I have to admit that some of my favourite times at school in England involved a lot of scarfing down of  Eton mess in the caf with very good friends.    How could you not love a big slop of cream, crumbled meringes and fruit?  It’s not supposed to look pretty it’s well…a mess.  I look back now and can’t believe how young I was.  Most of the time I’m able to fool myself into thinking that I’m still 20 but realizing that I’m in my 13th. year of teaching tends to destroy that dillusion.  However, this could explain why I decided to do something totally different and cut 10 inches off of my hair yesterday.

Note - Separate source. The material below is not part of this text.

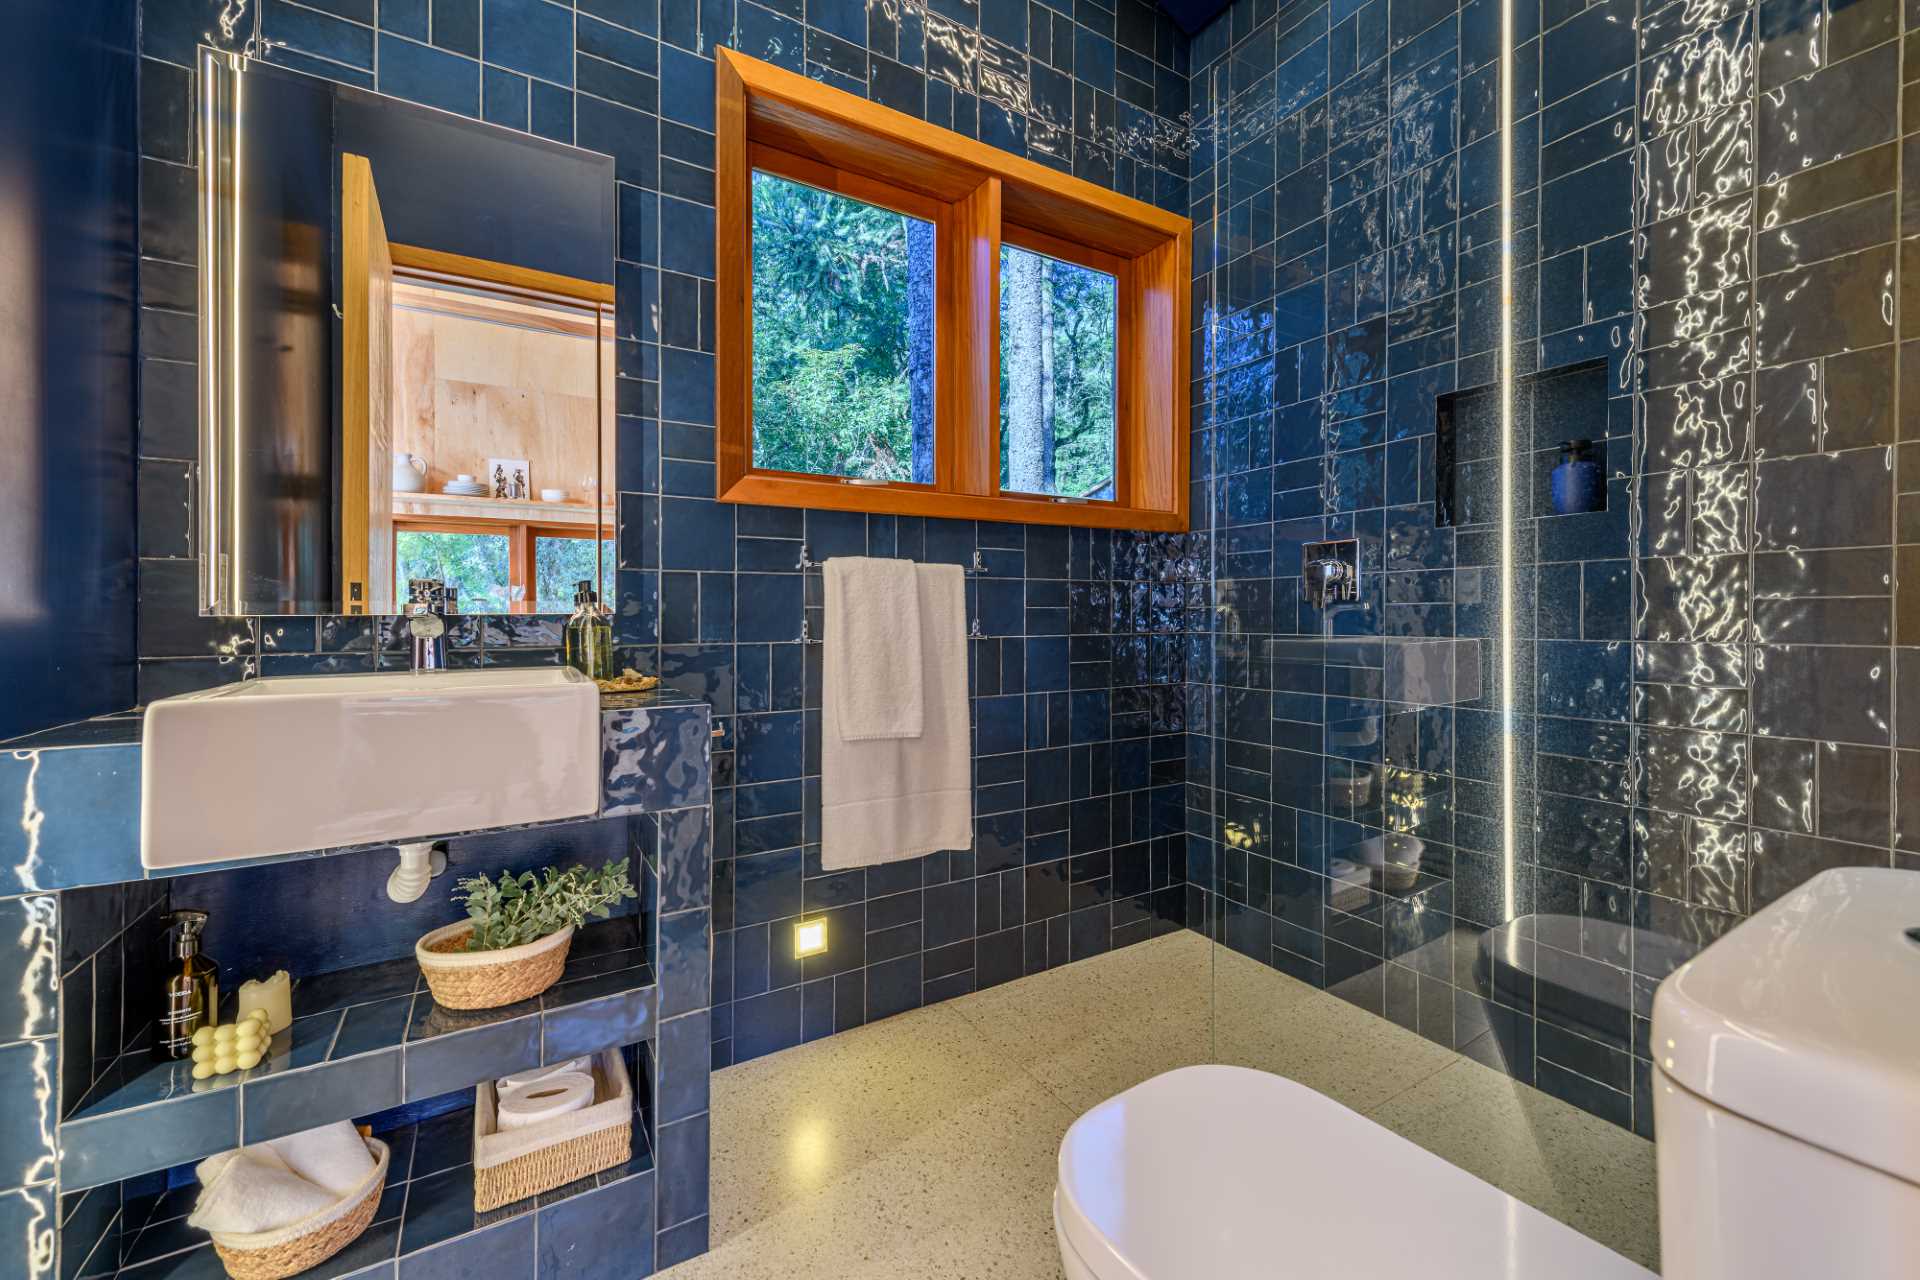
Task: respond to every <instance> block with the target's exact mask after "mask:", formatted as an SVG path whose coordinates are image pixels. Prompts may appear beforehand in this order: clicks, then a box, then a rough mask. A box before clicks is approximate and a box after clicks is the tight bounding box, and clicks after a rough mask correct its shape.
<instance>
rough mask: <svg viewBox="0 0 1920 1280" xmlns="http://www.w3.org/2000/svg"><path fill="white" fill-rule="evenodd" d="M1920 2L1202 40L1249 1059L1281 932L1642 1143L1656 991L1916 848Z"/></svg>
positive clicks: (1202, 396) (1547, 12) (1364, 19)
mask: <svg viewBox="0 0 1920 1280" xmlns="http://www.w3.org/2000/svg"><path fill="white" fill-rule="evenodd" d="M1901 31H1903V13H1901V10H1899V6H1897V4H1893V2H1891V0H1853V2H1851V4H1836V2H1832V0H1828V2H1824V4H1822V2H1820V0H1805V2H1799V4H1786V6H1780V8H1778V10H1774V8H1770V6H1768V8H1753V6H1740V4H1736V6H1732V8H1728V6H1692V4H1663V6H1655V4H1640V6H1636V4H1632V0H1597V2H1594V4H1572V6H1569V4H1528V2H1524V0H1465V2H1463V4H1457V6H1455V4H1440V6H1413V4H1388V0H1365V2H1361V4H1348V6H1334V8H1327V6H1315V4H1313V2H1311V0H1304V2H1302V4H1294V6H1283V8H1281V10H1279V12H1273V10H1269V8H1261V6H1252V4H1240V6H1235V8H1233V10H1231V12H1229V17H1227V19H1223V21H1221V23H1215V27H1213V29H1210V31H1208V33H1204V35H1202V36H1200V38H1196V42H1194V115H1196V127H1198V129H1200V134H1202V144H1200V152H1198V154H1196V157H1194V165H1192V178H1194V217H1196V225H1198V236H1196V263H1198V269H1200V271H1202V273H1204V276H1202V278H1200V280H1198V292H1196V297H1198V299H1200V303H1202V309H1204V330H1202V357H1204V359H1202V365H1200V368H1202V380H1200V391H1198V395H1200V403H1198V413H1196V426H1198V428H1200V430H1202V438H1200V449H1198V453H1196V472H1194V474H1196V478H1198V482H1200V484H1202V486H1204V489H1206V501H1204V503H1196V510H1204V512H1206V514H1204V518H1206V532H1208V535H1210V547H1212V562H1213V578H1215V599H1213V628H1212V635H1210V637H1208V639H1206V643H1208V654H1206V656H1208V662H1206V664H1204V668H1202V664H1196V668H1194V670H1196V672H1200V670H1204V672H1206V677H1204V681H1202V679H1200V677H1198V676H1196V689H1194V702H1196V706H1194V714H1192V716H1190V722H1188V723H1190V731H1192V750H1190V773H1188V779H1190V789H1188V794H1190V814H1188V818H1190V833H1192V835H1190V850H1188V852H1190V864H1192V867H1194V875H1192V883H1194V885H1196V890H1194V892H1196V898H1198V902H1196V910H1194V912H1192V915H1190V923H1192V927H1196V929H1204V931H1208V935H1210V936H1212V938H1213V940H1215V942H1217V944H1219V946H1217V948H1215V956H1217V960H1215V965H1217V971H1215V1000H1217V1004H1219V1007H1217V1036H1219V1044H1217V1052H1219V1054H1221V1055H1223V1057H1227V1059H1246V1061H1254V1065H1275V1063H1273V1061H1258V1057H1260V1055H1261V1054H1271V1050H1273V1042H1275V1040H1277V1036H1275V1034H1271V1032H1273V1029H1277V1027H1281V1025H1284V1019H1286V1017H1288V1015H1286V1011H1284V1007H1281V1006H1283V1002H1279V1000H1275V998H1273V996H1271V994H1269V996H1263V998H1254V996H1246V994H1244V992H1246V990H1252V986H1248V984H1238V986H1236V979H1233V975H1236V973H1244V971H1246V969H1244V967H1242V965H1244V963H1252V965H1258V967H1263V969H1277V971H1281V973H1284V975H1290V977H1294V979H1300V981H1302V983H1308V984H1311V986H1317V988H1323V990H1327V992H1332V994H1336V996H1340V998H1344V1000H1348V1002H1352V1004H1356V1006H1359V1007H1365V1009H1371V1011H1375V1013H1380V1015H1382V1017H1386V1019H1390V1021H1394V1023H1398V1025H1402V1027H1405V1029H1409V1031H1415V1032H1417V1034H1421V1036H1423V1038H1427V1040H1430V1042H1434V1044H1438V1046H1444V1048H1448V1050H1455V1052H1459V1054H1465V1055H1469V1057H1473V1059H1476V1061H1480V1063H1484V1065H1488V1067H1494V1069H1500V1071H1503V1073H1505V1075H1509V1077H1513V1079H1515V1080H1521V1082H1524V1084H1530V1086H1536V1088H1540V1090H1544V1092H1548V1094H1551V1096H1555V1098H1559V1100H1563V1102H1567V1103H1572V1105H1576V1107H1580V1109H1584V1111H1588V1113H1592V1115H1597V1117H1601V1119H1607V1121H1611V1123H1615V1125H1620V1126H1626V1128H1632V1130H1636V1132H1640V1134H1645V1136H1651V1132H1653V1115H1651V1061H1649V1011H1651V998H1653V990H1655V986H1657V984H1659V981H1661V979H1663V977H1667V975H1668V973H1670V971H1672V969H1674V967H1676V965H1678V963H1682V961H1684V960H1686V958H1688V956H1692V954H1695V952H1697V950H1699V948H1701V946H1705V944H1709V942H1711V940H1715V938H1716V936H1720V935H1722V933H1724V931H1726V929H1730V927H1732V925H1734V923H1738V921H1740V919H1743V917H1745V915H1747V913H1751V912H1753V910H1757V908H1761V906H1764V904H1766V902H1770V900H1774V898H1778V896H1780V894H1782V892H1786V890H1788V889H1791V887H1795V885H1797V883H1801V881H1803V879H1807V877H1809V875H1811V873H1814V871H1818V869H1822V867H1828V865H1841V864H1866V865H1910V862H1912V858H1914V852H1920V841H1916V839H1914V837H1912V835H1910V831H1912V829H1914V827H1920V823H1914V821H1912V819H1910V818H1905V816H1903V814H1901V800H1903V796H1914V794H1920V787H1914V777H1916V775H1920V768H1916V766H1912V764H1908V760H1907V754H1905V752H1903V750H1901V748H1903V747H1920V723H1912V722H1916V718H1914V716H1912V714H1910V712H1908V714H1907V716H1905V718H1903V697H1901V695H1899V689H1901V687H1903V685H1901V681H1903V677H1910V676H1912V672H1916V670H1920V660H1916V658H1912V656H1910V654H1912V649H1908V647H1903V641H1914V643H1920V639H1916V637H1920V629H1916V628H1914V626H1905V629H1903V614H1901V610H1899V585H1897V583H1899V580H1901V578H1903V576H1907V578H1912V576H1920V551H1914V549H1916V547H1920V518H1916V514H1914V512H1920V478H1916V476H1920V468H1916V466H1908V464H1907V462H1908V461H1910V459H1907V457H1905V455H1907V453H1908V451H1910V443H1903V436H1910V432H1903V430H1901V403H1899V391H1901V386H1903V372H1905V370H1903V365H1907V367H1910V361H1908V359H1905V355H1903V347H1901V345H1899V344H1901V342H1903V340H1912V338H1920V320H1916V319H1910V317H1908V315H1907V307H1905V297H1903V296H1905V294H1907V292H1908V286H1907V276H1908V274H1910V271H1912V251H1910V249H1908V248H1907V244H1920V240H1916V242H1905V244H1903V240H1901V228H1903V217H1905V211H1903V201H1905V184H1903V173H1905V159H1903V150H1905V138H1907V136H1908V129H1907V125H1910V123H1916V121H1907V119H1905V117H1903V96H1901V94H1903V81H1907V79H1908V77H1907V75H1905V73H1903V59H1901ZM1323 33H1325V40H1323ZM1916 349H1920V347H1916ZM1901 566H1907V568H1908V570H1910V572H1908V574H1901ZM1912 618H1920V612H1916V610H1907V618H1905V622H1907V624H1910V622H1912ZM1907 683H1908V685H1912V683H1914V681H1912V679H1907ZM1914 687H1920V685H1914ZM1905 702H1907V704H1908V706H1910V704H1912V699H1905ZM1914 758H1916V760H1920V756H1914ZM1908 802H1910V804H1916V802H1912V800H1908ZM1903 827H1905V829H1907V833H1903ZM1242 988H1244V990H1242ZM1261 990H1267V992H1271V990H1273V988H1271V986H1267V988H1261ZM1236 1002H1238V1004H1236ZM1258 1029H1265V1040H1261V1034H1260V1032H1258Z"/></svg>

Now that I’m thinking about it I’ll make some in the next couple of weeks but in the meantime I have a twisted/modern version that is a bit prettier but just as easy.  I’ve even used this in the place of a birthday cake when I have friends who aren’t cake lovers amongst me (I know-gasp-but everyone deserves love, even non-cake lovers).
I used homemade meringues but you can easily just buy some for this recipe and still look like a total star.
Line a spring form pan with cling film.  Leave lots of overlap-you’ll need that later.
Crumble meringues onto the bottom, I used four personalized ones.

Add a layer of sorbet, I love raspberry so that’s what we’ve got.  This would also be terrific with chocolate icecream, vanilla, mango….  It’s easiest to deal with if you’ve put it on the counter for a few minutes before your attempt.
Add a layer of fresh fruit and some chunks of good chocolate.  I’ve also drizzled in syrupy balsamic and/or a bit of liquour to this layer but I decided to “old school it” today.
Add another layer of crumbled meringues.
Fold over the plastic and give it a good crunch with your hands to compact everything.  Freeze for a minimum of 30 minutes.
Remove your ring.
Cut into nice slice and faff about with your camera enough that it starts to melt.
My babes says to eat the chocolate chunks first.